No matter how you look at it, it’s been a long time since the Buffalo Niagara economy has been this strong.

The labor market is better than it’s been since the Great Recession and beyond. Home sales are bustling.

But it’s not all good news. Our job market still is not growing as fast as the rest of the country. Our home prices are rising slowly. Wage growth is sluggish.

Here’s a closer look:

• We haven’t seen job growth like this for the past 25 years, but the rest of the country has seen it quite often. We’re thrilled that our job growth through November of last year averaged around 1.7 percent – more than double 2014’s gains – and rightly so.

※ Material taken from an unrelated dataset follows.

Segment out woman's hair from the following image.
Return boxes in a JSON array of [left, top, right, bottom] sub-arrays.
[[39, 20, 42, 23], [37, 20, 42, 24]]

The country has been growing a little bit faster, around 1.9 percent, over the past year, and so has the rest of the state, thanks to New York City’s above-average hiring. In fact, over the past five years, the nation has averaged 1.9 percent annual job growth. Even with our hiring spurt last year, we haven’t had a single year with that much job growth since 1989.

• Unemployment has dropped below 5 percent for the first time since late 2007. With a 4.9 percent jobless rate in November, unemployment is back in the same 4 percent to 5 percent range it was in during the years leading up to the Great Recession.

“It’s good news that there’s a drop in unemployment,” said Frederick Floss, a SUNY Buffalo State economist. “It’s better news that there’s strong growth in jobs.”

But unemployment elsewhere is a little bit lower – 4.8 percent across the country and 4.7 percent throughout the state.

“There’s still some structural unemployment, because you have some declining industries,” said John Slenker, the regional economist for the state Labor Department.

There also are pockets within the local labor market where workers are in short supply, especially within the science, technology, engineering and math fields, sometimes called STEM. Local contractors have been bringing in skilled tradesmen from union halls outside the region to meet some of their labor needs.

“When you have to bring in workers from out of town, your economy is humming along pretty well,” Slenker said. “But the labor force that’s on the sidelines needs to upgrade their skills so they have what employers want.”

• The housing market is slowly but steadily improving, too. Home sales were up 10 percent through the first 11 months of 2015, and with a strong December it could wind up being the strongest year for home sales in at least 20 years, according to data from the Buffalo Niagara Association of Realtors.

With homes selling briskly, fewer houses are on the market, which is increasing competition for the available inventory. With just over 4,700 homes up for sale in November, the number of homes listed for sale has been steadily declining for four years and now is at a 10-year low. That’s tipping the market in favor of sellers, with just a 5.3-month supply of homes up for sale – the lowest in at least five years and less than the 6-month market that is considered the balancing point between a buyer’s and a seller’s market.

But the solid sales aren’t pushing up prices. The median sale price of homes that sold during the past 12 months is up just 1.7 percent to $124,000. That’s well below the 6.3 percent jump in the nationwide median sale price, which topped $220,000 in November.